Pertumbuhan Industri Manufaktur Terhambat Gejolak Ekonomi Global
Gejolak ekonomi dunia akibat perang dagang menyebabkan investasi di Indonesia melambat. Perlambatan investasi itu berdampak pada terhambatnya perkembangan industri manufaktur.
Oleh
KELVIN HIANUSA
·3 menit baca
JAKARTA, KOMPAS — Gejolak ekonomi dunia akibat perang dagang menyebabkan investasi di Indonesia melambat. Perlambatan investasi itu berdampak pada terhambatnya perkembangan industri manufaktur. Oleh karena itu, pemerintah perlu mengambil langkah cepat untuk mengantisipasi gejolak tersebut.
Pada triwulan II-2019, kinerja investasi dari dari pembentukan modal tetap bruto (PMTB) hanya 5,01 persen. Kinerja itu melambat dari periode sama tahun sebelumnya yang sebesar 5,85 persen.
”Memang tumbuh 5,01 persen, tetapi investasi swasta hanya tumbuh 3,07 persen. Padahal, investasi swasta nonbangunan pernah berjaya sebelumnya dengan pertumbuhan 7-8 persen,” kata Deputi Gubernur Bank Indonesia (BI) Dody Budi Waluyo, Senin (12/8/2019), di Jakarta.
Penurunan investasi itu merupakan dampak ketidakpastian pasar global. Perang dagang Amerika Serikat dengan China membuat ekonomi global lesu. Hal itu ditandai dengan penurunan proyeksi pertumbuhan ekonomi dunia.
”Persoalan global itu berdampak pada rendahnya permintaan produksi untuk ekspor. Itu dialami banyak negara. Ekspor melambat, permintaan produksi berkurang, otomatis investasi berkurang,” jelas Dody.
Menurut Dody, gangguan dari ekonomi dunia membuat industri manufaktur tidak bisa maksimal berkembang. Untuk itu, pemerintah sedang menyiapkan langkah strategis untuk mendorong industri dengan mempercepat dan mempermudah masuknya investasi.
Dari sisi kebijakan moneter, BI akan kembali menurunkan suku bunga acuan BI 7-day Repo Rate. Sementara BI baru saja menurunkan suku bunga pada akhir Juli sebesar 25 basis poin (bps) menjadi 5,75 persen.
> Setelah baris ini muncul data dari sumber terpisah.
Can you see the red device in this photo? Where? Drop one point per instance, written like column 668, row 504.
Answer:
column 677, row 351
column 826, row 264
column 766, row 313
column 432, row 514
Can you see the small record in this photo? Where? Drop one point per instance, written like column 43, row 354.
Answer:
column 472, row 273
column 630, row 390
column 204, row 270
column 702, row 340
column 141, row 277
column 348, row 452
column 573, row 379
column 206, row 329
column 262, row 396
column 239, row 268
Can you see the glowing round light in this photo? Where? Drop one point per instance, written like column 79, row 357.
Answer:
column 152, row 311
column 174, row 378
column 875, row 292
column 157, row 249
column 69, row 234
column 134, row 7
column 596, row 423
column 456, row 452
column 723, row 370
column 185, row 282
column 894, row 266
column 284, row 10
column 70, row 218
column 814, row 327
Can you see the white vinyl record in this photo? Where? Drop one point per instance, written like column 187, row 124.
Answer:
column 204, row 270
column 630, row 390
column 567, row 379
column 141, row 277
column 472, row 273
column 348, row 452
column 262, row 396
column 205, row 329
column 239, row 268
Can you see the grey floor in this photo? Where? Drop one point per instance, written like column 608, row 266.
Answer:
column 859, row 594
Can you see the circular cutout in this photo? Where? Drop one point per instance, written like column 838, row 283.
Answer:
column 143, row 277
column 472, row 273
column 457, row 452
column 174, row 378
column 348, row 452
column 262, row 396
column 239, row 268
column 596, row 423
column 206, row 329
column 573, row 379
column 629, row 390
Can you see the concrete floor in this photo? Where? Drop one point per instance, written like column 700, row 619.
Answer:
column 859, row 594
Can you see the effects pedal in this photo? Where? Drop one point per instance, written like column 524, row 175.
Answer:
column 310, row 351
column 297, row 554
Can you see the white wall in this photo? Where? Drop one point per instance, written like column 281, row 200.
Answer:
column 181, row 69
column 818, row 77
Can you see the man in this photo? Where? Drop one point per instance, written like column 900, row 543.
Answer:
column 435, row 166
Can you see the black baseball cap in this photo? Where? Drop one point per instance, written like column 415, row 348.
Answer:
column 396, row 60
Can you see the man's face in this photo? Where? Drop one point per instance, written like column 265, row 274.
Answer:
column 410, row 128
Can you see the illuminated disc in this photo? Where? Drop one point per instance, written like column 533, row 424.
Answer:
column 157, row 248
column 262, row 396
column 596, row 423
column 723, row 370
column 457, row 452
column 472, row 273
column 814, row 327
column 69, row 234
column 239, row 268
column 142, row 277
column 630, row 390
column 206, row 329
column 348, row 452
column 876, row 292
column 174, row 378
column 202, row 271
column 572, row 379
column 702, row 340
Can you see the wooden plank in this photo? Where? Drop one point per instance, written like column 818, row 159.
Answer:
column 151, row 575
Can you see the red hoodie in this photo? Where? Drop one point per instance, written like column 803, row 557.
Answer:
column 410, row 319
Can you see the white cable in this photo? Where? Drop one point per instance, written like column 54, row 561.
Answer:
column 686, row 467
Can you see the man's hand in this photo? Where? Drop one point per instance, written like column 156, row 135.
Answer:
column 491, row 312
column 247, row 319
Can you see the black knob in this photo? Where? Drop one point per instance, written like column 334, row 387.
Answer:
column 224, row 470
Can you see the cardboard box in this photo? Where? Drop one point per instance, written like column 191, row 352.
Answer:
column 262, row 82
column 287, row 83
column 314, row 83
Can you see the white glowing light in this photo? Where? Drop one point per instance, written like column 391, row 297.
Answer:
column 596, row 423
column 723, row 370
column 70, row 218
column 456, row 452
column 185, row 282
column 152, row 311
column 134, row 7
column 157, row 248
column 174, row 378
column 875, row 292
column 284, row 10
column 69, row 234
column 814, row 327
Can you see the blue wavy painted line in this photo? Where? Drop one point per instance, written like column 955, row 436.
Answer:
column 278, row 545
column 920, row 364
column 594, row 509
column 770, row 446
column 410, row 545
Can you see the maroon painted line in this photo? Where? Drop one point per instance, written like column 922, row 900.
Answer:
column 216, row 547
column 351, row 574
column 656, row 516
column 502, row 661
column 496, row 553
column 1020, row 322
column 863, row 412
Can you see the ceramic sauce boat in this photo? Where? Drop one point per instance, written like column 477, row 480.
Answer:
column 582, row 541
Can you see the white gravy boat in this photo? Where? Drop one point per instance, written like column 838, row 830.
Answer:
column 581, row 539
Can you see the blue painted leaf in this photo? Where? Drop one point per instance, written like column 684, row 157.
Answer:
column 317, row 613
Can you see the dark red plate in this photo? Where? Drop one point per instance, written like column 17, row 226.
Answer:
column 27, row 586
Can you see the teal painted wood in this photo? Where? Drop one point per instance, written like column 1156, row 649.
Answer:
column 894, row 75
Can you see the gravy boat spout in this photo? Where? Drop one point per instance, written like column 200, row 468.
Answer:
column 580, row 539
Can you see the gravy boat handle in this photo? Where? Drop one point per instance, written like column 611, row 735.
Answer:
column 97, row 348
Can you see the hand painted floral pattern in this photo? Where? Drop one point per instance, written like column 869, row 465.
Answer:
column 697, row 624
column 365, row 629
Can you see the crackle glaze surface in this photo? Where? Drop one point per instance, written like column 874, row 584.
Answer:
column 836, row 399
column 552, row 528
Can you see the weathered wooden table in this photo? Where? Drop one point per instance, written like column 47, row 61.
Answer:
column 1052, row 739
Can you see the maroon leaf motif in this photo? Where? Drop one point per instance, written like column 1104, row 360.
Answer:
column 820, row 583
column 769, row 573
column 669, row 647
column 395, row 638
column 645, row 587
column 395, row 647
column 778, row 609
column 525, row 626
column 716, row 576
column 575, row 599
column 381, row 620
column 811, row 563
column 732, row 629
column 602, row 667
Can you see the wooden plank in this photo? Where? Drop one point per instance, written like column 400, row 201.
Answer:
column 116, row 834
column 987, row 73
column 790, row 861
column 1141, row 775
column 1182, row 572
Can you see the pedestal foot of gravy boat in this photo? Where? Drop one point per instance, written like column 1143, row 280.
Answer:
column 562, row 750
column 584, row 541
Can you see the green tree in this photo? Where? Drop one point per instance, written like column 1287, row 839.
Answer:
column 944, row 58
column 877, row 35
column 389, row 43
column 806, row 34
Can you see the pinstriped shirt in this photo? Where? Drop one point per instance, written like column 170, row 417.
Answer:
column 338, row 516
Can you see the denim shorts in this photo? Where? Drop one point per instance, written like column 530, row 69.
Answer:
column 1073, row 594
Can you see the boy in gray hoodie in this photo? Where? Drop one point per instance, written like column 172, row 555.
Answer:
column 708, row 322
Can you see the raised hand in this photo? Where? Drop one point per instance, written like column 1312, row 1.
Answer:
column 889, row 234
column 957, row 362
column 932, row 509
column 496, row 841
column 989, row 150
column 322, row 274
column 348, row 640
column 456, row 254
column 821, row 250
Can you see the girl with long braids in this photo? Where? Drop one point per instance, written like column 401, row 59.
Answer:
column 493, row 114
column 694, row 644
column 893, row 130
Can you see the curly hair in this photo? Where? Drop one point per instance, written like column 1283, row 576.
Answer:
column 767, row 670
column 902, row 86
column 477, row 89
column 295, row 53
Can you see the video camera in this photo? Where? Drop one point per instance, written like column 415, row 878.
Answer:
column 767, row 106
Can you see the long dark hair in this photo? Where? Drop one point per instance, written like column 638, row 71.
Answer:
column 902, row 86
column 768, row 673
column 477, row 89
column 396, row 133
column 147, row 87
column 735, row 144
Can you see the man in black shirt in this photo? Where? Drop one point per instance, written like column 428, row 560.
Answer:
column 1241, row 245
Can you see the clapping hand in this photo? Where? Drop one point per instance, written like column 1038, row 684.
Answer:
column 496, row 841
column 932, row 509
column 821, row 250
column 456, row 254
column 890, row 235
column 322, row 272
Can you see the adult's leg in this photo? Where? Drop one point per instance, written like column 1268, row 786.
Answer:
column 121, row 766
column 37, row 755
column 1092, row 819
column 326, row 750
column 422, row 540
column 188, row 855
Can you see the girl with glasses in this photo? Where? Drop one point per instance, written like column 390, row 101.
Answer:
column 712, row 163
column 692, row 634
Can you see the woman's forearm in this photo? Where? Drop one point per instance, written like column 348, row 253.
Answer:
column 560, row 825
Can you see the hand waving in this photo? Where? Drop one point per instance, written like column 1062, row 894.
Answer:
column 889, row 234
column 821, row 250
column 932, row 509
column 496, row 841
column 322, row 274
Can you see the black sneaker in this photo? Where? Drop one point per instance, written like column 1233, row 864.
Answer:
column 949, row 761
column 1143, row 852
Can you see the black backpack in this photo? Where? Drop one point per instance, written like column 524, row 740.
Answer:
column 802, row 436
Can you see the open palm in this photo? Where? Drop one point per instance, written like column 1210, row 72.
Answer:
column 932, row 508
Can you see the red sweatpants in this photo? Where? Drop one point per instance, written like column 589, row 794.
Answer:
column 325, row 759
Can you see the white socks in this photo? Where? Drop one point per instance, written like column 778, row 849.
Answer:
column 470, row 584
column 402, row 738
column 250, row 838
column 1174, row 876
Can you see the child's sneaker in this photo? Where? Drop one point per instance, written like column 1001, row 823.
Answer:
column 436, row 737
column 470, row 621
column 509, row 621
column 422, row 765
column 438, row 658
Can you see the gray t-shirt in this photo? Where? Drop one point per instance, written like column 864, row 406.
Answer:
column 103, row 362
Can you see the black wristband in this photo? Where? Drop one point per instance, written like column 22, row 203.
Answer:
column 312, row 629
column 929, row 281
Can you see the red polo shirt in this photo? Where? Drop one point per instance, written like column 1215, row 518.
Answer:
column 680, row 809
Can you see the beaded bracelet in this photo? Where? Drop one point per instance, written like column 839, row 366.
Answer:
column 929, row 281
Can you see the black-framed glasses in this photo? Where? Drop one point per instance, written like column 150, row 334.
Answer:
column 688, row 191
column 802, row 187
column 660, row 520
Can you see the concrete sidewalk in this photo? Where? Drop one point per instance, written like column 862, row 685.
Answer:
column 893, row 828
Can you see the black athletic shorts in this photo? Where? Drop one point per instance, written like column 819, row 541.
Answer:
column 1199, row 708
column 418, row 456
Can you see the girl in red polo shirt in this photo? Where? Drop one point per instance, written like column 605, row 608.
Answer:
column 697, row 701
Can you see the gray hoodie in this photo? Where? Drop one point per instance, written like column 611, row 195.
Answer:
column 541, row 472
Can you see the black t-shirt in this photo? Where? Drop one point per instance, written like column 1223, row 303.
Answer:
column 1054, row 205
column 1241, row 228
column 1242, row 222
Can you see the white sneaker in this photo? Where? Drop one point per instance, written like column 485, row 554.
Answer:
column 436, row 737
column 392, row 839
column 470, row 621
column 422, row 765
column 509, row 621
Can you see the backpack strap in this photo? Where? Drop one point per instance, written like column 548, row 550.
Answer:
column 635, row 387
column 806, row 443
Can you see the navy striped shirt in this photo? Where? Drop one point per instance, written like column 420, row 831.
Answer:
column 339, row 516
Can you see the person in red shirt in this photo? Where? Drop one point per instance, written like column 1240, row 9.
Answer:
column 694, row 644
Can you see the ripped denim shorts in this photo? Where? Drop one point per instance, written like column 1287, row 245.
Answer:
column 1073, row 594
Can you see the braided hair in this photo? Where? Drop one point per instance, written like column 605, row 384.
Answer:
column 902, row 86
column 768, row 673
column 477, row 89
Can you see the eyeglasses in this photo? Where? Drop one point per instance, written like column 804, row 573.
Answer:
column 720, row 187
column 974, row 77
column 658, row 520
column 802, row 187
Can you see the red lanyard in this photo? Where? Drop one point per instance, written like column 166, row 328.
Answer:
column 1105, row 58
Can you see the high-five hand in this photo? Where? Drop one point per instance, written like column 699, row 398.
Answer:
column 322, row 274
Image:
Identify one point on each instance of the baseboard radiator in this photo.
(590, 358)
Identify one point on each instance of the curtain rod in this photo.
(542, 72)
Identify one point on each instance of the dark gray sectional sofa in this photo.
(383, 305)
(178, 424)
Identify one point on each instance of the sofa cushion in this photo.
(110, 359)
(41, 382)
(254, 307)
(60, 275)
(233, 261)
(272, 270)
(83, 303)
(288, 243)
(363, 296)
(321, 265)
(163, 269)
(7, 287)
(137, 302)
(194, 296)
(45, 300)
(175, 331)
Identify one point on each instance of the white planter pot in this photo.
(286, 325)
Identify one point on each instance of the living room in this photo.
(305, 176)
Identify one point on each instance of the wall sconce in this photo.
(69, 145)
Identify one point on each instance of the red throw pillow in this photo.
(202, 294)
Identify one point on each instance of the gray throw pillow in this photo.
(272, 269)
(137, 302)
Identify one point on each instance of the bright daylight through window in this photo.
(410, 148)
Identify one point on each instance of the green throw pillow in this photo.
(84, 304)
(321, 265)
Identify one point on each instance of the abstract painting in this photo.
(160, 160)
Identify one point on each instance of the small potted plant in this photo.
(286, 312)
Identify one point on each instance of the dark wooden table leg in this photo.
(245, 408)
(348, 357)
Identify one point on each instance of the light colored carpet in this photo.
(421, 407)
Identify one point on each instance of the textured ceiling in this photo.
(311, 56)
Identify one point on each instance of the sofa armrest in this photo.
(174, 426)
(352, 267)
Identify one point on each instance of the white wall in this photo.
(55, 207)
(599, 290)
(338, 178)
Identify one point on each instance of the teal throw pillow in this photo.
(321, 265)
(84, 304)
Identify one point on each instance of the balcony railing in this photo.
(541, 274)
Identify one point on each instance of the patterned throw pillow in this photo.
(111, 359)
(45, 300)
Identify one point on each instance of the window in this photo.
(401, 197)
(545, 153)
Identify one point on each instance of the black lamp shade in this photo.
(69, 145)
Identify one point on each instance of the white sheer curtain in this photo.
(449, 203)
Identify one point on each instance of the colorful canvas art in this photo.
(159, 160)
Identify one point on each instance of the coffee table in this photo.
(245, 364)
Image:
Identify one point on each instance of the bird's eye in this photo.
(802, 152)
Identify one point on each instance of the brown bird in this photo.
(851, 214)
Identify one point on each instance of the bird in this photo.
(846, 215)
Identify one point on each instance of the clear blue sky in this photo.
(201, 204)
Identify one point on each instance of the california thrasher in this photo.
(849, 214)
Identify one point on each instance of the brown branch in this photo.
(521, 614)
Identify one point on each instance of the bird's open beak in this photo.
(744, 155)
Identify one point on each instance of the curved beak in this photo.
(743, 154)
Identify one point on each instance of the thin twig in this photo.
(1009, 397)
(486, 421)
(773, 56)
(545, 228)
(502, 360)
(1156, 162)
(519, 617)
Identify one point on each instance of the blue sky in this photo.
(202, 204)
”Kami akan menurunkan lagi ke depannya. Seperti kata Gubernur (BI), ini hanya tinggal timing. Kami masih melihat risiko ke depannya dari perspektif pasar global dan bagaimana perang dagang akan berlanjut,” kata Dody.
Dari sisi kebijakan moneter, BI akan kembali menurunkan suku bunga acuan BI 7-day Repo Rate.
Dody menambahkan, BI juga bersiap merelaksasi kebijakan makroprudensial untuk mendorong produksi dan ekspor sektor prioritas seperti manufaktur. Selain itu, BI juga akan memudahkan sistem pembayaran dalam mendukung efisiensi ekonomi digital seperti teknologi finansial.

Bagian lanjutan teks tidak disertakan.